Our results contribute to the development of efficient, low-emission energy converters or to reduce deposits in energy technology or chemical engineering, for example.
When walls and chemistry interact
The behavior of chemical reactions is exceptionally influenced by walls. This is important for various technologically and scientifically significant processes, such as the formation of pollutants in combustion systems, the formation of depositions interfering chemical processes in energy- and process technology or catalytic effects in general. Processes near walls are tremendously affecting new technological concepts, such as the design and development of new combustion engines, after-treatment of exhaust gases, gas turbines, power plants as well as process engineering. Despite their high importance, the underlying mechanisms as well as their mutual interaction are poorly understood.

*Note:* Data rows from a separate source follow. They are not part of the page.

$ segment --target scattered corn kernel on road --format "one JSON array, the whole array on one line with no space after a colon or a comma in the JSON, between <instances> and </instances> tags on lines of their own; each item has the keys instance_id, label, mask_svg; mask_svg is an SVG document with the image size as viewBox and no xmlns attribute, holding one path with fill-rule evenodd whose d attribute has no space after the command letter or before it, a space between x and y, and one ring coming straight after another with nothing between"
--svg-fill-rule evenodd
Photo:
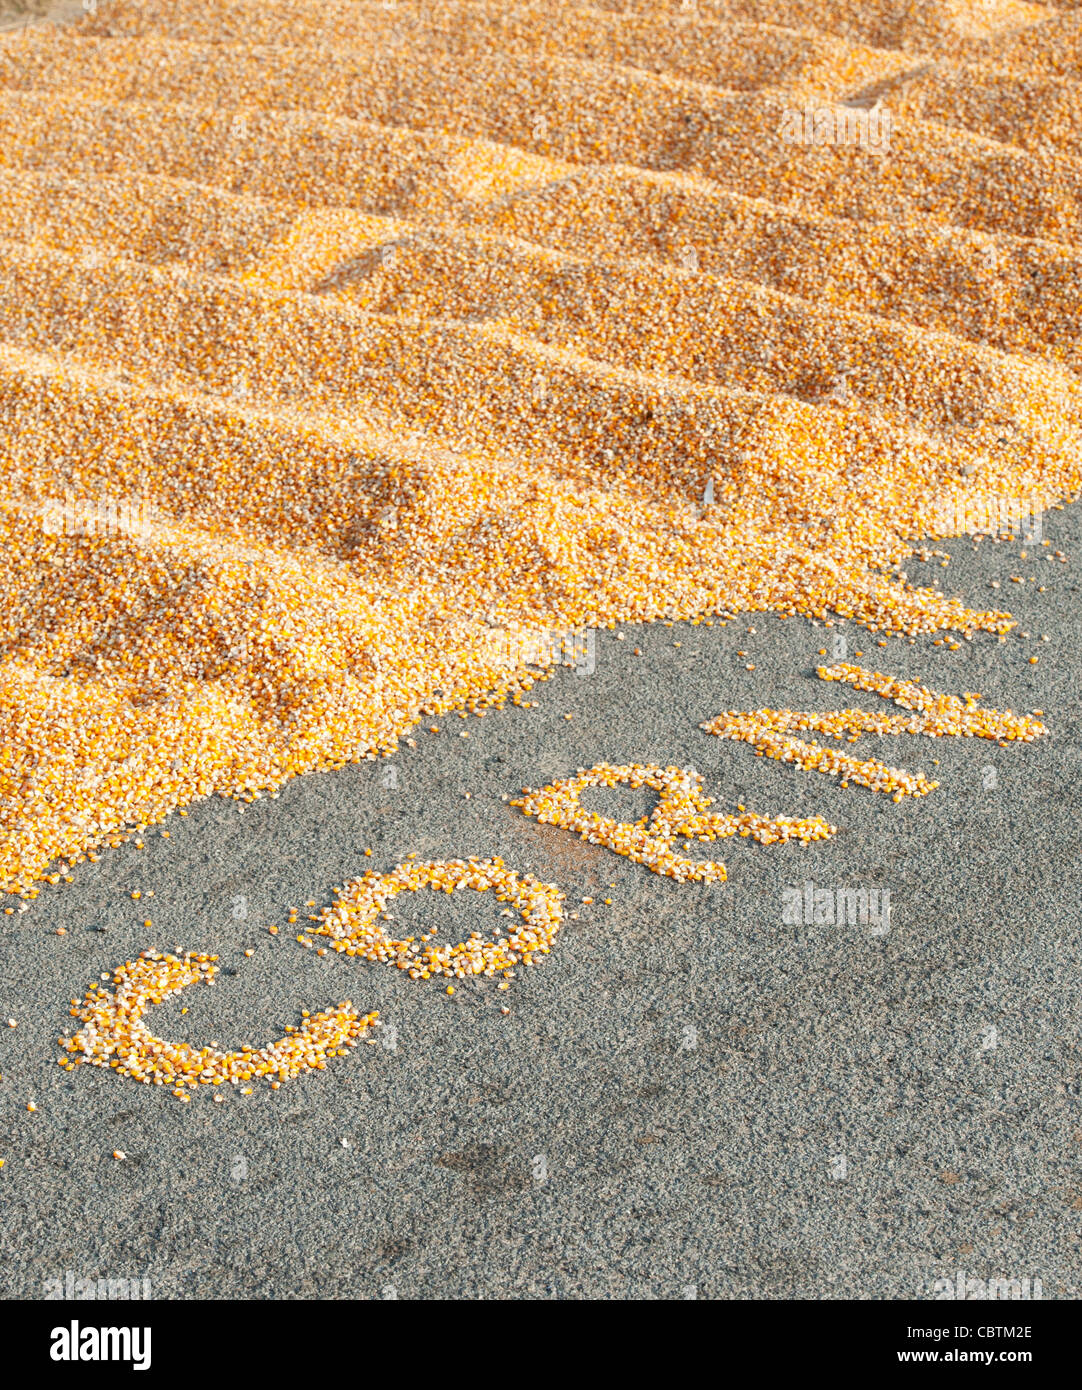
<instances>
[{"instance_id":1,"label":"scattered corn kernel on road","mask_svg":"<svg viewBox=\"0 0 1082 1390\"><path fill-rule=\"evenodd\" d=\"M2 1292L1077 1297L1077 6L90 9L0 34Z\"/></svg>"},{"instance_id":2,"label":"scattered corn kernel on road","mask_svg":"<svg viewBox=\"0 0 1082 1390\"><path fill-rule=\"evenodd\" d=\"M1082 551L1073 509L1049 526ZM1025 564L1017 546L948 548L968 593ZM894 644L899 676L1043 710L1050 730L1005 748L862 735L888 762L904 748L939 783L930 796L843 789L699 727L723 706L847 703L852 688L815 670L839 634L852 659L852 624L620 626L593 674L561 671L536 707L445 718L391 760L295 778L275 801L197 803L168 839L44 885L0 916L0 1018L18 1023L0 1028L5 1292L38 1296L70 1268L180 1298L910 1298L961 1265L1077 1298L1076 578L1057 566L1018 605L1052 637L1037 667L1016 637ZM694 768L711 811L817 815L838 833L681 838L727 879L677 882L511 805L605 762ZM631 823L654 801L581 794ZM482 976L448 995L442 976L363 950L317 955L332 947L320 919L367 869L471 855L565 895L551 950L508 989ZM889 933L786 924L783 890L808 883L889 891ZM508 906L403 892L385 926L491 941ZM118 1069L58 1067L57 1039L82 1026L69 1001L111 992L146 949L218 957L212 986L145 1016L168 1047L209 1048L212 1082L217 1054L277 1044L304 1010L350 1000L379 1027L279 1089L268 1073L193 1087L188 1104Z\"/></svg>"}]
</instances>

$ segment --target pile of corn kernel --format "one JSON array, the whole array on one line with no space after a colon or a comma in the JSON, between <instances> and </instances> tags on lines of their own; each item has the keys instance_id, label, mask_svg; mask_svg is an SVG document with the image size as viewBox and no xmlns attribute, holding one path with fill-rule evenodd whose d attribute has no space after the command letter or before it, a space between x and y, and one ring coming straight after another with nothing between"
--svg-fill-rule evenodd
<instances>
[{"instance_id":1,"label":"pile of corn kernel","mask_svg":"<svg viewBox=\"0 0 1082 1390\"><path fill-rule=\"evenodd\" d=\"M898 567L1082 490L1082 47L969 10L0 36L0 886L521 703L495 628L1005 634ZM889 152L783 139L871 87Z\"/></svg>"},{"instance_id":2,"label":"pile of corn kernel","mask_svg":"<svg viewBox=\"0 0 1082 1390\"><path fill-rule=\"evenodd\" d=\"M182 956L144 951L113 974L112 990L92 985L80 1004L72 1000L73 1018L83 1026L60 1045L68 1054L61 1065L69 1070L88 1063L111 1067L143 1085L168 1086L180 1100L196 1086L220 1086L268 1077L272 1088L309 1071L322 1071L328 1059L344 1057L378 1014L361 1015L349 1000L337 1009L302 1014L303 1023L287 1026L287 1036L270 1047L242 1047L220 1052L215 1047L193 1047L157 1038L143 1022L143 1014L171 995L202 981L210 984L217 972L217 956L187 952ZM187 1088L187 1089L186 1089Z\"/></svg>"},{"instance_id":3,"label":"pile of corn kernel","mask_svg":"<svg viewBox=\"0 0 1082 1390\"><path fill-rule=\"evenodd\" d=\"M893 800L906 796L926 796L938 782L930 781L923 773L905 772L888 767L874 758L852 758L832 748L793 738L794 729L814 730L841 738L850 735L850 742L861 734L923 734L930 738L987 738L1001 746L1015 739L1032 742L1047 730L1033 715L1015 714L1012 710L996 710L978 706L978 695L967 694L963 703L955 695L942 695L915 681L896 680L867 671L860 666L838 662L818 668L820 679L844 681L858 690L873 691L885 700L893 700L903 709L919 711L910 715L875 714L866 710L841 709L823 712L759 709L752 711L727 710L700 725L707 733L721 738L736 739L754 746L756 753L780 762L795 763L806 772L822 772L840 777L842 786L855 782L875 792L890 793Z\"/></svg>"},{"instance_id":4,"label":"pile of corn kernel","mask_svg":"<svg viewBox=\"0 0 1082 1390\"><path fill-rule=\"evenodd\" d=\"M681 836L689 846L692 839L706 844L729 835L750 836L770 845L790 839L825 840L836 833L836 828L820 816L796 820L750 812L712 813L708 808L713 798L702 795L698 789L701 782L701 774L681 767L640 763L614 767L599 763L589 769L580 768L576 776L536 791L524 787L523 795L511 805L536 817L543 825L576 831L590 844L603 845L680 883L723 883L726 878L725 865L718 860L694 860L675 853L673 846ZM650 787L660 793L649 818L643 816L632 824L587 811L580 805L579 798L588 787L621 785Z\"/></svg>"},{"instance_id":5,"label":"pile of corn kernel","mask_svg":"<svg viewBox=\"0 0 1082 1390\"><path fill-rule=\"evenodd\" d=\"M435 927L419 938L389 936L379 924L380 915L386 917L387 904L398 893L425 887L437 893L463 888L483 893L493 888L500 902L510 904L506 911L513 914L517 909L522 921L496 941L471 932L466 941L453 946L428 945L436 934ZM535 955L548 954L560 929L563 898L555 884L541 883L532 874L520 878L500 858L411 860L386 874L369 870L346 884L334 905L320 913L309 930L313 935L329 937L336 951L395 965L413 980L434 975L461 980L492 976L497 971L502 971L505 979L513 979L514 967L520 962L530 965Z\"/></svg>"}]
</instances>

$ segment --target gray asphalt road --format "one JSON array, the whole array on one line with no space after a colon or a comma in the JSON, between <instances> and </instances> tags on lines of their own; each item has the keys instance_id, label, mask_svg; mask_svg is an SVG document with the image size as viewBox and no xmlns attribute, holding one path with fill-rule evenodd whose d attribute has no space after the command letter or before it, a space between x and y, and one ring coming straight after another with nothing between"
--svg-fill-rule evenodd
<instances>
[{"instance_id":1,"label":"gray asphalt road","mask_svg":"<svg viewBox=\"0 0 1082 1390\"><path fill-rule=\"evenodd\" d=\"M1045 521L1072 556L1079 530L1077 510ZM934 771L926 799L842 790L699 730L724 708L879 703L814 678L833 633L659 625L603 635L593 675L561 672L537 709L419 734L396 787L365 763L274 801L212 799L168 840L106 851L0 916L0 1015L19 1025L0 1027L4 1295L40 1297L70 1270L149 1278L161 1298L918 1299L963 1270L1076 1297L1079 570L1033 547L949 549L949 570L911 573L1003 600L1031 640L881 650L843 627L850 655L1043 709L1052 736L857 745ZM722 806L818 811L843 833L728 842L727 884L677 885L502 799L602 760L691 764ZM608 804L634 818L648 802ZM290 904L411 850L498 853L596 901L507 993L451 998L284 930ZM807 882L889 890L889 932L786 925L783 890ZM150 930L136 888L154 891ZM398 902L418 921L429 906ZM497 920L490 895L445 912L464 931ZM225 967L156 1011L166 1036L258 1044L345 998L387 1027L322 1074L224 1104L62 1071L69 999L152 942Z\"/></svg>"}]
</instances>

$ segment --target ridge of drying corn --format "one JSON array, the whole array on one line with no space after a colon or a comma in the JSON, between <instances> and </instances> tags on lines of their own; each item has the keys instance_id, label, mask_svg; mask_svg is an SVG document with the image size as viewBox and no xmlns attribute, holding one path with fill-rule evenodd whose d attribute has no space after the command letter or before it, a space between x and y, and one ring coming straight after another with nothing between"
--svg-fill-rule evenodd
<instances>
[{"instance_id":1,"label":"ridge of drying corn","mask_svg":"<svg viewBox=\"0 0 1082 1390\"><path fill-rule=\"evenodd\" d=\"M0 886L521 702L493 631L1009 631L898 566L1082 490L1079 52L1015 0L0 37ZM873 85L889 151L782 138Z\"/></svg>"}]
</instances>

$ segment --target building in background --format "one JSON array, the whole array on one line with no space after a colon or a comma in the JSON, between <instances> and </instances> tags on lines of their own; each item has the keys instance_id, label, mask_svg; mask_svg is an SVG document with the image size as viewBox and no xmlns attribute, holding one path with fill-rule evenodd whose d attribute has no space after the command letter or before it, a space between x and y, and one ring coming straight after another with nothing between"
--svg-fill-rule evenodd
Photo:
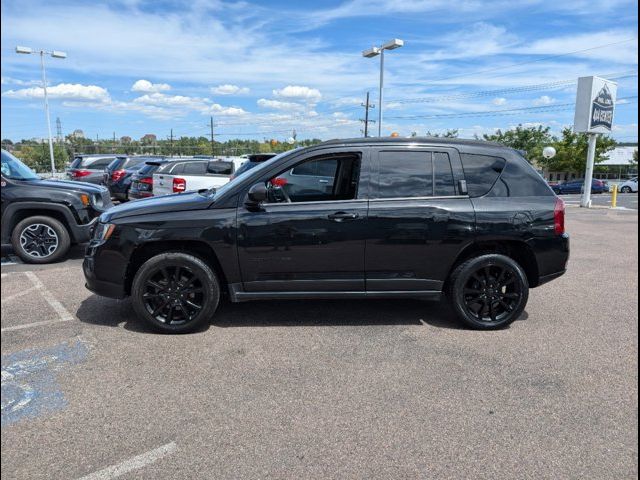
<instances>
[{"instance_id":1,"label":"building in background","mask_svg":"<svg viewBox=\"0 0 640 480\"><path fill-rule=\"evenodd\" d=\"M638 176L637 153L638 144L622 144L604 154L606 160L597 163L593 171L593 178L602 180L626 180ZM583 178L581 172L544 172L543 176L551 183L566 182L576 178Z\"/></svg>"}]
</instances>

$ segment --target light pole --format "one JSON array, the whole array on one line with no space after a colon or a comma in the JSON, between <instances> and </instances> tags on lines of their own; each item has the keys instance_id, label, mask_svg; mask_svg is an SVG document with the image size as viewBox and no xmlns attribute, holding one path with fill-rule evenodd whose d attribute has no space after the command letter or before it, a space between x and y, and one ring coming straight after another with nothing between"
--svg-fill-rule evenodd
<instances>
[{"instance_id":1,"label":"light pole","mask_svg":"<svg viewBox=\"0 0 640 480\"><path fill-rule=\"evenodd\" d=\"M384 51L395 50L404 45L404 40L394 38L379 47L371 47L362 52L365 58L373 58L380 55L380 85L378 86L378 136L382 136L382 89L384 88Z\"/></svg>"},{"instance_id":2,"label":"light pole","mask_svg":"<svg viewBox=\"0 0 640 480\"><path fill-rule=\"evenodd\" d=\"M44 68L44 56L51 55L53 58L67 58L65 52L53 50L51 52L47 50L33 50L30 47L16 47L16 53L25 55L31 55L37 53L40 55L40 67L42 68L42 88L44 90L44 114L47 118L47 130L49 132L49 156L51 157L51 176L56 173L56 162L53 156L53 137L51 136L51 118L49 117L49 98L47 97L47 74Z\"/></svg>"}]
</instances>

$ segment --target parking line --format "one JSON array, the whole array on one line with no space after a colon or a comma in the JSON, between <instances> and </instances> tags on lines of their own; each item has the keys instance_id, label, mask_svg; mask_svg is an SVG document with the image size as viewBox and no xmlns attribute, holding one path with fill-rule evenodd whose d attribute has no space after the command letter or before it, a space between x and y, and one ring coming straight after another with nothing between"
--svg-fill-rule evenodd
<instances>
[{"instance_id":1,"label":"parking line","mask_svg":"<svg viewBox=\"0 0 640 480\"><path fill-rule=\"evenodd\" d=\"M27 288L26 290L22 290L21 292L14 293L13 295L9 295L8 297L4 297L2 298L2 303L10 302L15 298L19 298L23 295L26 295L27 293L33 292L34 290L37 290L37 288L36 287Z\"/></svg>"},{"instance_id":2,"label":"parking line","mask_svg":"<svg viewBox=\"0 0 640 480\"><path fill-rule=\"evenodd\" d=\"M52 323L60 323L60 322L68 322L70 320L74 320L73 315L71 315L66 308L62 306L62 304L53 296L53 294L44 286L44 283L38 278L38 276L33 272L22 272L24 275L31 281L33 284L34 290L39 290L42 293L45 301L49 304L49 306L58 314L56 320L43 320L41 322L33 322L33 323L24 323L22 325L14 325L12 327L4 327L0 329L0 332L13 332L16 330L23 330L25 328L39 327L42 325L51 325ZM29 289L29 290L32 290ZM25 291L26 293L26 291ZM17 294L16 294L17 295ZM13 295L10 298L15 298L16 295ZM5 300L8 300L5 299Z\"/></svg>"},{"instance_id":3,"label":"parking line","mask_svg":"<svg viewBox=\"0 0 640 480\"><path fill-rule=\"evenodd\" d=\"M89 475L85 475L78 480L108 480L110 478L116 478L160 460L162 457L175 452L177 448L178 446L175 442L167 443L155 450L150 450L146 453L130 458L129 460L125 460L122 463L118 463L117 465L112 465L102 470L98 470L97 472L90 473Z\"/></svg>"}]
</instances>

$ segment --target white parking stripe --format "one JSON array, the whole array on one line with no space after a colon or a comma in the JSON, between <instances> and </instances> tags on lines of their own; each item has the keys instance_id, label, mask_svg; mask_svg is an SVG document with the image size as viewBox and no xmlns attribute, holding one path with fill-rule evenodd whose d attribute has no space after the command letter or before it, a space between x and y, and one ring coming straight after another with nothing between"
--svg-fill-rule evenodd
<instances>
[{"instance_id":1,"label":"white parking stripe","mask_svg":"<svg viewBox=\"0 0 640 480\"><path fill-rule=\"evenodd\" d=\"M26 295L29 292L33 292L36 289L37 289L37 287L31 287L31 288L27 288L26 290L22 290L21 292L14 293L13 295L9 295L7 297L3 297L2 298L2 303L10 302L11 300L13 300L15 298L19 298L19 297L21 297L23 295Z\"/></svg>"},{"instance_id":2,"label":"white parking stripe","mask_svg":"<svg viewBox=\"0 0 640 480\"><path fill-rule=\"evenodd\" d=\"M150 450L117 465L112 465L102 470L98 470L97 472L90 473L78 480L108 480L110 478L116 478L160 460L162 457L175 452L177 448L178 446L175 442L167 443L155 450Z\"/></svg>"},{"instance_id":3,"label":"white parking stripe","mask_svg":"<svg viewBox=\"0 0 640 480\"><path fill-rule=\"evenodd\" d=\"M42 292L42 296L47 301L49 306L53 308L55 312L58 314L58 316L60 317L60 321L66 322L68 320L73 320L73 315L71 315L67 311L67 309L62 306L62 304L58 301L58 299L53 296L53 294L47 289L47 287L44 286L44 283L40 281L40 279L35 273L24 272L24 274L27 276L29 280L31 280L31 283L33 283L33 286Z\"/></svg>"},{"instance_id":4,"label":"white parking stripe","mask_svg":"<svg viewBox=\"0 0 640 480\"><path fill-rule=\"evenodd\" d=\"M23 323L22 325L14 325L12 327L4 327L4 328L0 329L0 331L2 333L4 333L4 332L14 332L16 330L23 330L25 328L40 327L42 325L51 325L52 323L68 322L69 320L73 320L73 318L65 318L64 320L59 320L59 319L56 318L55 320L43 320L42 322Z\"/></svg>"}]
</instances>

These various scientific topics give rise to the overall objectives of the TRR 150, represented by the following three main research areas:
Video: TRR 150 in 3 minutes
In this video, TRR 150 spokesperson Prof. Dr. Andreas Dreizler summarizes the motivation and research questions of the Collaborative Research Center. The interaction of chemical reactions with transport processes (turbulence and diffusion) in the presence of a wall is being investigated. The aim is to gain a better understanding of the processes and, based on this, to develop mathematical models. These will then be integrated into overall models to demonstrate this predictive capability using appropriate systemic considerations.
(Video available in German language only)
All projects at a glance
A: Generic processes and diagnostics
The underlying physicochemical mechanisms are investigated in simplified, generic environments using innovative measurement techniques. The focus is on electrofuels as well as exhaust gas aftertreatment using Selective-Catalytic-Reaction catalysts.
B: Model developement and simulation
We develop and validate sub-models and high-resolution numerical simulations using experimental insights and data from A. The focus is on individual processes for future electrofuels as well as higher near-wall pressures and temperatures. From this, overall models for the interaction of chemical reactions, turbulent flow, multiphase processes and wall heat transfer are being developed.
C: Lead examples
The new models and methods are applied to technically relevant processes and are critically evaluated. The focus is on internal combustion – including the electrofuels dimethyl carbonate and methyl formate – as well as reactive multi-phase flows in the exhaust train of IC engines.